2023-08-18China WFOE Registration Guide (1) - Main Features of a Wholly Foreign Owned Enterprise
- Language
The official language is Chinese.
- Currency
The official currency is Renminbi (RMB) which is officially pegged to a basket of major currencies. The transaction price of RMB against US dollar depends on the foreign exchange market.
- Exchange Control
Yes.
- Legal System
Chinese law.
II. Major Features
- Type of Company Commonly used by foreign investors
Limited Liability Company (LLC), a Company type generally referred to as a Wholly Foreign Owned Enterprise (WFOE). The Wholly Foreign Owned Enterprise (WFOE, also known as Wholly Owned Foreign Enterprises, WOFEs) is a Limited liability company wholly owned by the foreign investor(s). In China, WFOEs were originally conceived for encouraged manufacturing activities that were either export orientated or introduced advanced technology. However, with China’s entry into the WTO, these conditions were gradually abolished and the WFOE is increasingly being used for service providers such as a variety of consulting and management services, software development and trading as well.
- Governing Laws
(a) Company Law of the People’s Republic of China;
(b) Foreign Investment Law of the People’s Republic of China (This Law comes into force on January 1, 2020.);
(c) Regulations on the Implementation of the Foreign Investment Law of the People’s Republic of China (This Law comes into force on January 1, 2020.).
- Restrictions on Trading
Wholly Foreign Owned Enterprises could only engage in those business activities (business scope section) stated in the Articles of Association. Any amendments to the business scope require further application and approval. The scope of business of the company shall be stipulated in the articles of association and registered in accordance with the law. A company may amend its articles of association and change its business scope, but it shall go through the registration of alteration. The business scope of the company shall be subject to approval in accordance with laws and administrative regulations.
- Power of Company
Wholly Foreign Owned Enterprises shall, upon approval by the registration authority, obtain a business license and obtain the status of a legal person. Its lawful rights and interests shall be protected by Chinese law.

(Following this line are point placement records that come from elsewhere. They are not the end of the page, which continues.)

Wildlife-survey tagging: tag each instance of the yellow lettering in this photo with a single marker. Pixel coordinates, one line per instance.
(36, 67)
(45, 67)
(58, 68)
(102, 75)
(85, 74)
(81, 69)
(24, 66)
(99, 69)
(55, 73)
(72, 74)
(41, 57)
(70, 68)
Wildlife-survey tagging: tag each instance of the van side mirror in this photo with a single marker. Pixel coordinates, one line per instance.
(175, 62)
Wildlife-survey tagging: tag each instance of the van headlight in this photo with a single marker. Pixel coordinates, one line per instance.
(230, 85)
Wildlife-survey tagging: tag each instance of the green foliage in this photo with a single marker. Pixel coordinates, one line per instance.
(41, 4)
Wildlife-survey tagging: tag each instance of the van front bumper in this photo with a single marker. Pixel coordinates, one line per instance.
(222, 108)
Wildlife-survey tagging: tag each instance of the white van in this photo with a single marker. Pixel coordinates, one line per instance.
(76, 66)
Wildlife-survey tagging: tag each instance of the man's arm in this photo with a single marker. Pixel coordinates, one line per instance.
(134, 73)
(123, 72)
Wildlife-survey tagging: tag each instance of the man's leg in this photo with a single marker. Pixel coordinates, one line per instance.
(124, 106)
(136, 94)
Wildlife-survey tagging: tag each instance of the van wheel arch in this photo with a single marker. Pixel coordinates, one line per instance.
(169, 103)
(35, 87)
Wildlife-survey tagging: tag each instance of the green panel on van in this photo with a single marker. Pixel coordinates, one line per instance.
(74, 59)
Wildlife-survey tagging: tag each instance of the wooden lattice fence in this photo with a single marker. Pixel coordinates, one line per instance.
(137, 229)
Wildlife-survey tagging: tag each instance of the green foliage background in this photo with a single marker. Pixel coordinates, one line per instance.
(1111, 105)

- Language of Legislation and Corporate Documents
Legislation in Chinese. Corporate documents could only be prepared in Chinese.
- Name Approval Required
Pre-approval is required for use of a name. It is possible to reserve a name of a proposed WFOE by as long as six months. It is essential to check that there is no similar or identical name on the register, which would prevent the company being incorporated.

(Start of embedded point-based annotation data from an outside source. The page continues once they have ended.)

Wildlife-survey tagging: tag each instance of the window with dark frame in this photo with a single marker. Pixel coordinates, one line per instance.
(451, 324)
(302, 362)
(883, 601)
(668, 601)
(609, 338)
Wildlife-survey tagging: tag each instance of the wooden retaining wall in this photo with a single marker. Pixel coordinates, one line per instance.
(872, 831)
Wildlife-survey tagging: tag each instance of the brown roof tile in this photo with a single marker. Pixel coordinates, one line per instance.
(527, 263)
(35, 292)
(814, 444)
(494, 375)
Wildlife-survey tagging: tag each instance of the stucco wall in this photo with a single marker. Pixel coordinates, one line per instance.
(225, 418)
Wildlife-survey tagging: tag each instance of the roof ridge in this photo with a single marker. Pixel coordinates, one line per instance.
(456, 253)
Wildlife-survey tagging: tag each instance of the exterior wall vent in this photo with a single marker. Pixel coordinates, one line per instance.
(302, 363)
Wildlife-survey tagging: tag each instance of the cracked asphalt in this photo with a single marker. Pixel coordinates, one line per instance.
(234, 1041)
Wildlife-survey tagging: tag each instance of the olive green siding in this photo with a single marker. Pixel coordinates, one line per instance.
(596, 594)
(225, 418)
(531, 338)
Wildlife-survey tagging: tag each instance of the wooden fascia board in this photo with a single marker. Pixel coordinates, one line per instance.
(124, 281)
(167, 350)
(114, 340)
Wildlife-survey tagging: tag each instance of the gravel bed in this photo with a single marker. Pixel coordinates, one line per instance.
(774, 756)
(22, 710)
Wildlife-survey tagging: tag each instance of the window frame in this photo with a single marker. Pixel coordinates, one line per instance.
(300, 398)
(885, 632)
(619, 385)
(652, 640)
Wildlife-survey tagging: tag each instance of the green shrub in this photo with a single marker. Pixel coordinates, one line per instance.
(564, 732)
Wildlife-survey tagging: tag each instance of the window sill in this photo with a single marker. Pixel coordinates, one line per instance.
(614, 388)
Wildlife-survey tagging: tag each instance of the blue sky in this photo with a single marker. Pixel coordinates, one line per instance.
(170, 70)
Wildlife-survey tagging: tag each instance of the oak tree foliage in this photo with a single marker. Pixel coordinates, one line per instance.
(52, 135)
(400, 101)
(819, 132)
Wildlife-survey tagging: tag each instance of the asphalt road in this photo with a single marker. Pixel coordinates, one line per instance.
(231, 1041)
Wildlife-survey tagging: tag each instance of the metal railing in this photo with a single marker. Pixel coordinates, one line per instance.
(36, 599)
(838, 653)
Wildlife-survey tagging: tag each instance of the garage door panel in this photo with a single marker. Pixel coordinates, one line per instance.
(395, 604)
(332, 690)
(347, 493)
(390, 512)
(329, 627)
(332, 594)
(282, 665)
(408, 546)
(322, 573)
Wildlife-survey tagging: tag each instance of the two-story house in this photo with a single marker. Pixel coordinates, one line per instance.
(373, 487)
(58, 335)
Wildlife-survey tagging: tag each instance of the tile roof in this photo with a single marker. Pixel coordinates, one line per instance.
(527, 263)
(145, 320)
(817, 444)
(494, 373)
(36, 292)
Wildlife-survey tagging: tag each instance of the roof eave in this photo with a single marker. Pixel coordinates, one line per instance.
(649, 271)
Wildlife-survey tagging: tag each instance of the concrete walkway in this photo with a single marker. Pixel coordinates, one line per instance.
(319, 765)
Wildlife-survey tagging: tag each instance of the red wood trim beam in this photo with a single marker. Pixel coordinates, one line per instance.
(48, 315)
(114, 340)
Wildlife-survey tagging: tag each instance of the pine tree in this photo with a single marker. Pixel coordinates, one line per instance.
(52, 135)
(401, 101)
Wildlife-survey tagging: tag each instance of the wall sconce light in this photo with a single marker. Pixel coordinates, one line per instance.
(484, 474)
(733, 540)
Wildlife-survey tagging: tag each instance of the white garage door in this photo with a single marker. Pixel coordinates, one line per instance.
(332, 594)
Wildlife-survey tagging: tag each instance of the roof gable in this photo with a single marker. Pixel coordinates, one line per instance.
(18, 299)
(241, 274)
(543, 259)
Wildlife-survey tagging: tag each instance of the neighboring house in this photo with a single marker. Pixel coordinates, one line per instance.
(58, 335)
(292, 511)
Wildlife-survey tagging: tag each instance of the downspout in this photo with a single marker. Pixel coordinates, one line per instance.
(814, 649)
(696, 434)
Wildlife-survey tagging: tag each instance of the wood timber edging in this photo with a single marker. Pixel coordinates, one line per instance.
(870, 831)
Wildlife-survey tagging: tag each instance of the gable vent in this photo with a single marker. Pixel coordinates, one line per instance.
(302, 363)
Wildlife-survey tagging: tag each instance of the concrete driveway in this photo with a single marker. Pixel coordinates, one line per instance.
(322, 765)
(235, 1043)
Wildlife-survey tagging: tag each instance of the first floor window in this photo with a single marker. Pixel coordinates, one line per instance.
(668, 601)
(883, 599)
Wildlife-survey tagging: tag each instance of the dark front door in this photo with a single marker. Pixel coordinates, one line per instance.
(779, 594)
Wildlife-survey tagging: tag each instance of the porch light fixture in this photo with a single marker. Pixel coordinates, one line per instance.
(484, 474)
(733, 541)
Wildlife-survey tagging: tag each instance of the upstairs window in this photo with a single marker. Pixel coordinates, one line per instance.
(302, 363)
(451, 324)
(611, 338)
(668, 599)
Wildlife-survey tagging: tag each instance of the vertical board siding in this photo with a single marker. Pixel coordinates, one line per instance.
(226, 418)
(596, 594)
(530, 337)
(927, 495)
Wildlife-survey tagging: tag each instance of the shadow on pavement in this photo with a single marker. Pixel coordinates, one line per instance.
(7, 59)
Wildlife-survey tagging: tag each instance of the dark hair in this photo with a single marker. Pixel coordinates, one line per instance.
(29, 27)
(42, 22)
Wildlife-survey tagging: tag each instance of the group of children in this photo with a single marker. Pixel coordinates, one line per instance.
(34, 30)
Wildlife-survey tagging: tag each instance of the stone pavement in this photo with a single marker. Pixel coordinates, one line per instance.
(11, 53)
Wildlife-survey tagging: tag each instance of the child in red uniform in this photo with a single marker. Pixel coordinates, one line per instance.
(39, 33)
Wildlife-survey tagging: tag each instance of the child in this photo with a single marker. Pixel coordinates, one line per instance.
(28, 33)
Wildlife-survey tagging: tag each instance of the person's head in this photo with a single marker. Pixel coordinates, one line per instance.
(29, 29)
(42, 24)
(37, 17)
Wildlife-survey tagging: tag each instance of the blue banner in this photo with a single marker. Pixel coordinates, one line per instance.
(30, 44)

- Disclosure of Beneficial Ownership to Authorities
Yes.
- Subscribed and paid-up registered capital
For the WFOE, there is no minimum registered capital requirement except as otherwise stipulated by laws and administrative regulations. The registered capital shall be the capital contribution subscribed by all shareholders. Shareholders shall pay their respective capital contributions in full and on schedule as stipulated in the articles of association.

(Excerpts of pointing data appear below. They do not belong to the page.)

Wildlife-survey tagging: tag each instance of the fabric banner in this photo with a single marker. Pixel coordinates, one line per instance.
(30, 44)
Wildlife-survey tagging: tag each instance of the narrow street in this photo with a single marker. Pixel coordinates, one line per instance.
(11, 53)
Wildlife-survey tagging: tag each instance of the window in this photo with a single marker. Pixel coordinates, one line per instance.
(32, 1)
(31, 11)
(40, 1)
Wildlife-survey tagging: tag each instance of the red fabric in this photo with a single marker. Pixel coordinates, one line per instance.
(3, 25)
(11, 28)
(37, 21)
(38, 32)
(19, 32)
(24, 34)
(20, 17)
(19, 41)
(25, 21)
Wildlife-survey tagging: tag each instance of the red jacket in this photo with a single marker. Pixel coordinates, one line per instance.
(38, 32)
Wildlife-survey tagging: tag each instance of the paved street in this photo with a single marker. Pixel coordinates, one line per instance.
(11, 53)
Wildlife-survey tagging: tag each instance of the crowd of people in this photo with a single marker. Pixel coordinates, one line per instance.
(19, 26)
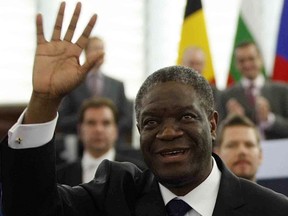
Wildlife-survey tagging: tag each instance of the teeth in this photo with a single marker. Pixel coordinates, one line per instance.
(173, 152)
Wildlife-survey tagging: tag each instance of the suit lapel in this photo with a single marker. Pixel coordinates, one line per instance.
(229, 197)
(151, 203)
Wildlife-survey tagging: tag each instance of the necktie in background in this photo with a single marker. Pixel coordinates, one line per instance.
(177, 207)
(250, 94)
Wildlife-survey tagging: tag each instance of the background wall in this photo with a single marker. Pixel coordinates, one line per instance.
(141, 36)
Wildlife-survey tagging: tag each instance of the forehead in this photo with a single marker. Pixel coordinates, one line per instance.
(240, 133)
(98, 112)
(169, 95)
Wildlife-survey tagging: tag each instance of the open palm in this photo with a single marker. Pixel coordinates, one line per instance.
(56, 68)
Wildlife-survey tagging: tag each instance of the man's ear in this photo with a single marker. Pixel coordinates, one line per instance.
(213, 124)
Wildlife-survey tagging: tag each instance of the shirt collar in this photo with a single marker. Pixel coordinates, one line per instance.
(88, 161)
(202, 198)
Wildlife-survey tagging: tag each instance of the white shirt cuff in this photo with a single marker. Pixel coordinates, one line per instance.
(23, 136)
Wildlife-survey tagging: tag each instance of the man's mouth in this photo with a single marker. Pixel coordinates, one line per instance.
(176, 152)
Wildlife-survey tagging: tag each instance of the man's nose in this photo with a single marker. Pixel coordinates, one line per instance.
(169, 132)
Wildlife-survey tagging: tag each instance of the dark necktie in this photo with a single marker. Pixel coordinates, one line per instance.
(177, 207)
(250, 94)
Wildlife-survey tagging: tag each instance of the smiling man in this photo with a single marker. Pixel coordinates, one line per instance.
(238, 144)
(177, 125)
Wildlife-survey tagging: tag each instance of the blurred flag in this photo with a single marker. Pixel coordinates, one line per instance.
(281, 59)
(249, 19)
(194, 34)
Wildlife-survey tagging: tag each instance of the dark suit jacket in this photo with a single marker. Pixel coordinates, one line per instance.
(112, 89)
(275, 93)
(71, 173)
(29, 188)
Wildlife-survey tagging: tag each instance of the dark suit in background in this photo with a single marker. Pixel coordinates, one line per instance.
(118, 189)
(71, 173)
(112, 89)
(275, 93)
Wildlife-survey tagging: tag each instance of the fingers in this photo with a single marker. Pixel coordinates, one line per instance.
(39, 29)
(71, 28)
(58, 24)
(83, 39)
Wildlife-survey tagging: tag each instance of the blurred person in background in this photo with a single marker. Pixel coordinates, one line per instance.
(238, 145)
(98, 132)
(264, 102)
(97, 84)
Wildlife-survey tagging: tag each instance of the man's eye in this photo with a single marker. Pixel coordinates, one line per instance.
(150, 123)
(188, 117)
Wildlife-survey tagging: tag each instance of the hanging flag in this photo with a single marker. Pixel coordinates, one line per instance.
(280, 72)
(248, 23)
(194, 34)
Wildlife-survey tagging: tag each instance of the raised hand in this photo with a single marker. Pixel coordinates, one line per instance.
(57, 70)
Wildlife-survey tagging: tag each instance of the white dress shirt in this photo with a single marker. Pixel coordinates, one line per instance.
(90, 164)
(202, 199)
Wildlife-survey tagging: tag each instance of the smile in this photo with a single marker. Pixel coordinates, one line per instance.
(174, 152)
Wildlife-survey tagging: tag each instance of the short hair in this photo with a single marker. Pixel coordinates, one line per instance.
(97, 103)
(179, 74)
(235, 120)
(247, 43)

See Also: Foreign Invested Enterprsies Total Investment and Registered Capital
- Shareholders
A minimum of one shareholder is required whose details are filed on the local Administration for Market Regulation. Corporate shareholders are permitted. The shareholders can be of any nationality except Chinese and be resident anywhere except China and meetings can take place anywhere.
- Director/Board of Directors
A wholly Foreign Owned Enterprise requires a minimum of one director and full details of these must be filed with the Administration for Market Regulation. The director(s) is(are) appointed by the shareholder(s) of the WFOE. If there is only one director appointed, then the sole director is the executive director of the WFOE. The director can be of any nationality and be resident anywhere. A director may be of any nationality and may reside anywhere. A legal person may not act as a director. Board meetings can be held anywhere.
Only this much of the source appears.